Question

Bfast And Mpileup - How Time Consuming?

1

Entering edit mode

14.0 years ago

Travis ★ 2.9k

Hi all,

I need to make an approximate prediction (in terms of days) on how long it would take to:

Align 150 samples each consisting of 10 million 100bp Illumina paired end reads to the human genome and run mpileup for each.

The machine I have at my disposal has 256 GB of RAM and 4x6 core 3500MHz processors for a total of 24 cores.

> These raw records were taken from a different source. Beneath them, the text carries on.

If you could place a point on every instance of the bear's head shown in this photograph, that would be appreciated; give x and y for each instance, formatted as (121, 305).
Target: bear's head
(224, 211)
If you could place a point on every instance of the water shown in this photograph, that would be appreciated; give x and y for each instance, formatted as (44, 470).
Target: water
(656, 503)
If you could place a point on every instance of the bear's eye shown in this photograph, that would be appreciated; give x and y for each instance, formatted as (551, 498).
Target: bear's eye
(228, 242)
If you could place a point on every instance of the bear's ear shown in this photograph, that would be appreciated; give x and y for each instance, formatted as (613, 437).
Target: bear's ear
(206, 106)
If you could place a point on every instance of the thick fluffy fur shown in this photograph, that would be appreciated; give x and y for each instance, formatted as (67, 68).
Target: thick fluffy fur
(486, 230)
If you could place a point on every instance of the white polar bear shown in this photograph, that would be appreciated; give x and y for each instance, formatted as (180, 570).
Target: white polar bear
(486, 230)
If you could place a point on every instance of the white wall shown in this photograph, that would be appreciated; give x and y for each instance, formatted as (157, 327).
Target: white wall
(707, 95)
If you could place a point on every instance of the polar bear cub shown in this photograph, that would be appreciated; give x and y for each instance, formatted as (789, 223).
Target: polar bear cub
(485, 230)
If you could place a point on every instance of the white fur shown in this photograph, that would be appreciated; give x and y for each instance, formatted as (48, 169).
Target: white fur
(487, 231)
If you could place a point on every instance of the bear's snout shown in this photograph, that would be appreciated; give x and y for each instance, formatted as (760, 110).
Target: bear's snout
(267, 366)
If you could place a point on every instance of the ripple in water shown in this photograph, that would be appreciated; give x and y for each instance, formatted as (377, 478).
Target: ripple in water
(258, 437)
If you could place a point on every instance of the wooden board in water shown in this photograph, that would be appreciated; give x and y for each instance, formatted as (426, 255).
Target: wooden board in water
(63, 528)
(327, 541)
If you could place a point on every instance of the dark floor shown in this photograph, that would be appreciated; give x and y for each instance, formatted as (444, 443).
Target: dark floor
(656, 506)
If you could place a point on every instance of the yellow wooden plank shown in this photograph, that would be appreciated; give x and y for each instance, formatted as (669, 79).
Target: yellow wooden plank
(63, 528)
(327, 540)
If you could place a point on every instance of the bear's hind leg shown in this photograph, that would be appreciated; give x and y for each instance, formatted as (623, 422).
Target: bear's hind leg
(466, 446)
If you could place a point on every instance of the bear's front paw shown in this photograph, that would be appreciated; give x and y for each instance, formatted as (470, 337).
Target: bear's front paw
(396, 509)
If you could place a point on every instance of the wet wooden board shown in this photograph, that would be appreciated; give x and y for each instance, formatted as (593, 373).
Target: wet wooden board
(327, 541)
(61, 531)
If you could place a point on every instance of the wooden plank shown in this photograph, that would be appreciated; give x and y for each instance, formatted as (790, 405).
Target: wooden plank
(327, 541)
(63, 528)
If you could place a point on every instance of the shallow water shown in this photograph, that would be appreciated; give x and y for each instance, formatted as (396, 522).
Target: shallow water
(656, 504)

The storage is a locally attached RAID5 SCSI.

Apologies if any pertinent details are missing - I am having to calculate these things in the absence of any practical experience!

Thanks in advance.

samtools snp hardware • 5.9k views

ADD COMMENT • link 14.0 years ago by Travis ★ 2.9k

2

Entering edit mode

Any chance you can run 1 sample to use as a baseline? The good news is you have plenty of memory and a scsi storage. A couple of tips that can boost up the speed: 1. Load your indexes and reference in memory. 2. create a filesystem with raid0 for bfast to perform scratches.

ADD REPLY • link 14.0 years ago by Drio ▴ 920

1

Entering edit mode

are those 150 barcoded, or do you have to process them 1 by 1? I won't be able to give you timings, but sure it will help anyone able to do so. also, knowing the processors' speed and the type of storage you have will definitely be of great help too.

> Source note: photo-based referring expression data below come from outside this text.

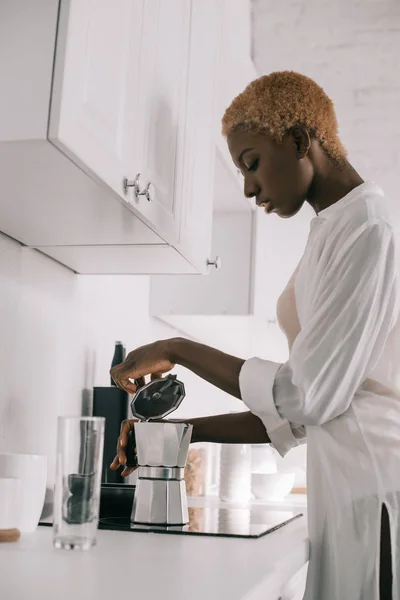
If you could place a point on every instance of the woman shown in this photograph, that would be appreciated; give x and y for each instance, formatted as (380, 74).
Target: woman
(338, 390)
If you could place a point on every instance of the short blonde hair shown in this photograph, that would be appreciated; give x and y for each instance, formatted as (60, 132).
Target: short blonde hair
(275, 103)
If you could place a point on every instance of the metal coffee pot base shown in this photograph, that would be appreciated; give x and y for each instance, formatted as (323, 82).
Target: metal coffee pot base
(160, 501)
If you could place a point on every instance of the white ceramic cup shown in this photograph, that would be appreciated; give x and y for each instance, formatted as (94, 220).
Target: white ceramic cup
(31, 469)
(10, 500)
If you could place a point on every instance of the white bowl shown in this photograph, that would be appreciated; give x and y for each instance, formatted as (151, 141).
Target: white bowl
(272, 486)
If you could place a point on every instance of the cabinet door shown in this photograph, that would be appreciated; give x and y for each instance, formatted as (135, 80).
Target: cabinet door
(202, 123)
(97, 54)
(159, 117)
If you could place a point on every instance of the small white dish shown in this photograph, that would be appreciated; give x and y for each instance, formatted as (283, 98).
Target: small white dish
(31, 469)
(10, 502)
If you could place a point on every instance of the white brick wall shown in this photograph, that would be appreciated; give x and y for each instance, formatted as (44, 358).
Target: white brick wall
(352, 49)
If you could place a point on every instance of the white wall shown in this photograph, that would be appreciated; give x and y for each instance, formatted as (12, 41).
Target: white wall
(57, 334)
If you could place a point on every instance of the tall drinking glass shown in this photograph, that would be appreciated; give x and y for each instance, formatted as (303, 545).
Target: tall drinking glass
(78, 478)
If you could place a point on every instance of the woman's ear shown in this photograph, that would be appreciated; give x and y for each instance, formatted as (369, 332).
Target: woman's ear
(301, 141)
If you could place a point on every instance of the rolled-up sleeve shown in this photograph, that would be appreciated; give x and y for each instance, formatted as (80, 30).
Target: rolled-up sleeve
(353, 310)
(256, 382)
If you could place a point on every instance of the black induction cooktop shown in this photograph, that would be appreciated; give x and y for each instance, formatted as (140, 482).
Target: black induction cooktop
(226, 522)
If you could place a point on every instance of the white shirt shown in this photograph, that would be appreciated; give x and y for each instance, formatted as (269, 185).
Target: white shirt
(339, 391)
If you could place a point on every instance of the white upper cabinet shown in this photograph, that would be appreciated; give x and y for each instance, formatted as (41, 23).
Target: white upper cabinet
(97, 51)
(119, 98)
(196, 162)
(109, 130)
(157, 122)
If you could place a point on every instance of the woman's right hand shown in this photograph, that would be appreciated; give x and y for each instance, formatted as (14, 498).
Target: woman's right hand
(152, 359)
(126, 449)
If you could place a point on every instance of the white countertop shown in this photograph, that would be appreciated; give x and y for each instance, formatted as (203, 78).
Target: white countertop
(150, 566)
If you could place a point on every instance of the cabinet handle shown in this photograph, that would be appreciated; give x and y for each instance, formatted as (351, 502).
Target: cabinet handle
(135, 183)
(148, 191)
(217, 263)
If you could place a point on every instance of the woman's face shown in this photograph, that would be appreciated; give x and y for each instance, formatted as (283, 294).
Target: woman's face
(277, 175)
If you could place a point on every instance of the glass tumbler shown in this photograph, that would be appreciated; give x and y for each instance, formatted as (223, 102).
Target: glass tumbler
(80, 442)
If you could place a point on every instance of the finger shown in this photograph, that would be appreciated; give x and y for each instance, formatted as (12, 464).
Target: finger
(128, 471)
(140, 382)
(126, 385)
(126, 427)
(121, 456)
(115, 464)
(156, 375)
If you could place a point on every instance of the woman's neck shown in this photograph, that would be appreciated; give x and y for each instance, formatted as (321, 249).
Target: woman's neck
(331, 182)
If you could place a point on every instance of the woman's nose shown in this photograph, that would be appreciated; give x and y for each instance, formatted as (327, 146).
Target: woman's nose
(251, 188)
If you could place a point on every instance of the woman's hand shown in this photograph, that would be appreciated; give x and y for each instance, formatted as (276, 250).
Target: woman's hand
(126, 449)
(152, 359)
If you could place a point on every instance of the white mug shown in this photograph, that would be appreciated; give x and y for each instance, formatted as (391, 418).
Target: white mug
(31, 469)
(10, 502)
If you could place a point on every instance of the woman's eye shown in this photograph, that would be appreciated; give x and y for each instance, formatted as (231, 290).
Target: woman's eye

ADD REPLY • link 14.0 years ago by Jorge Amigo 14k

1

Entering edit mode

My suggestion would be to run 1 million reads of one of your samples through your pipeline, then multiple by 1500 to get a ballpark estimate. In addition to getting timing estimates, I find this helps with debugging any issues to help the actual run be hands off.

ADD REPLY • link 14.0 years ago by Brad Chapman 9.7k

0

Entering edit mode

Thanks guys. I have added the further detail to the question also.

ADD REPLY • link 14.0 years ago by Travis ★ 2.9k

0

Entering edit mode

Also - I cannot perform any tests at the minute as I am awaiting admin permission to deploy new software on our server!

ADD REPLY • link 14.0 years ago by Travis ★ 2.9k

0

Entering edit mode

Thanks for the tips but RE the testing one sample, the answer is above your question :)

ADD REPLY • link 14.0 years ago by Travis ★ 2.9k

0

Entering edit mode

are you decided on bfast or might you be using another aligner? The thing is that bfast can work in different modes of precision, eg. depending on the number of genome indices used. This would make much difference in terms of memory used and therefore in the number of processed that can be run in parallel on your machine.

ADD REPLY • link 14.0 years ago by Sophia ▴ 300

0

Entering edit mode

I had basically decided to go with BFast for this one. The purpose is SNP/Indel discovery so fair accuracy is required.

ADD REPLY • link 14.0 years ago by Travis ★ 2.9k

score 5 · Answer 1 · 2011-05-10

5

Entering edit mode

14.0 years ago

Sophia ▴ 300

I ran several samples of 16 Mio reads each (SOLiD single end) using bfast with one index of hg19:

Using 4 processors on a machine with 24 GB RAM, each sample took aprox. 5 hours from reads to sam/bam. I was using GATK for the variant calls, though. Mpileup takes less than half an hour for one of these samples. As far as I experienced it, the limiting factor in bfast is RAM. Please take into consideration that for each instance of alignment that is run using bfast and its indices, at least 12 GB of RAM should be made available.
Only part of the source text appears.